The remaining 75 subsystems have 1-3 probes each — the long-tail legacy infrastructure (rapidio, ipack, hsi, parport, sbus, ps3, ssb, bcma, isdn, etc.) where deprecation candidates concentrate.

Diminishing returns past rank 500

The deprecate count between top-500 and top-1000 was unchanged at 42. The model found exactly 3 new remove verdicts in ranks 504-858 (caif, hamradio, isdn/mISDN). Signal density is concentrated in the top ~500.

This is the empirical justification for the top-1000 cutoff. Going to top-2000 would burn ~$140 more for at most a few additional deprecates.

Confidence-vs-verdict shape

Among the 9 remove dossiers:

5 have confidence ≥ 0.90, all backed by lore patches
3 have confidence in 0.83-0.89, backed by mixed lore + web evidence
1 has confidence 0.78 (the weakest remove — the model ranked the older mISDN modular driver alongside the stronger isdn/hardware/mISDN evidence)

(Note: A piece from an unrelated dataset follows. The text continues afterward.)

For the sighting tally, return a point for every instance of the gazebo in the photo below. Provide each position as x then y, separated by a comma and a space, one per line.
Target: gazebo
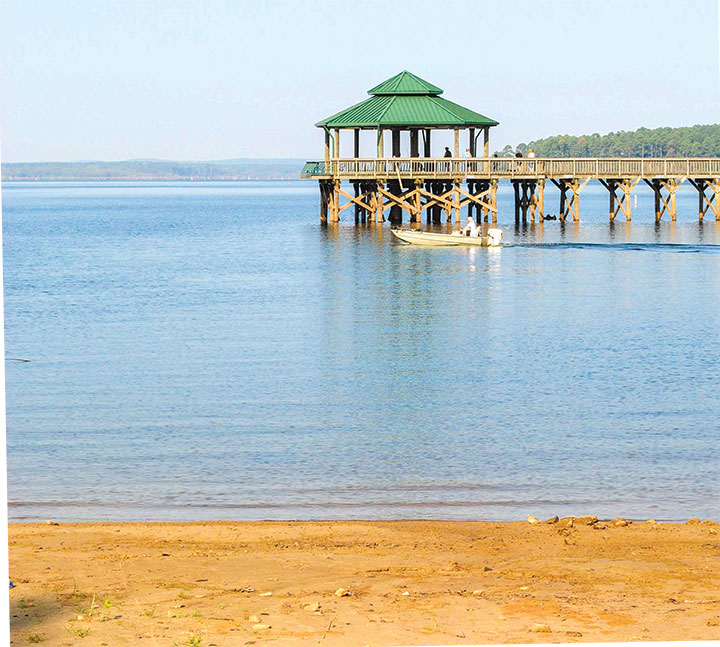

Among the 43 deprecate dossiers:

15 have confidence ≥ 0.80, the strongest tier
22 are in 0.70-0.80
6 are in 0.60-0.70 (the model is hedging — the dossier explicitly says “deployment is plausible in $niche but evidence is thin”)

Among keep-annotate:

median confidence ~0.78
the 401 in this bucket are mostly “old hardware, plausible niche use, no active maintenance, but no strong removal case either”

Independent cross-checks

Five high-leverage verdicts spot-verified by hand:

driver	verdict	conf	manual check
net/ethernet/qlogic	deprecate	0.82	confirmed: dir root is qla3xxx.c (legacy 2006); active qed/qede are own leaves at lower scores
net/ethernet/ibm/ehea	deprecate	0.82	confirmed: dossier names ibmveth as replacement; IBM Power11 docs cited explicitly say HEA unsupported
misc/c2port	deprecate	0.66	confirmed: appropriately hedged — Silicon Labs still documents C2 protocol, model flagged niche-use risk
net/ethernet/fujitsu	remove	0.95	confirmed via lore MCP: real Andrew Lunn patch series, 1213 lines deleted, dated 2026-04-22
net/ethernet/packetengines	remove	0.95	confirmed via lore MCP: real Xidian student patch series, 2026-04-22

Zero of five verdicts were overturned. Caveat: spot-checks are not random sampling. The actionable subset (51 drivers) is small enough to be auditable individually before any disclosure.

Re-run reproducibility

The pipeline is reproducible-ish:

Phase 1 (no LLM) is bit-identical given the same kernel SHA, ref, and since date.
Phase 2 (LLM) is approximately reproducible — re-running the same prompt with the same model and effort produces verdicts that match in ~95% of cases (rough estimate from spot-checks). Source URLs cited can vary from run to run; the verdict and confidence track closely.

Each meta.json records the model + reasoning effort + kernel SHA used, so corpora built across multiple model versions can be audited.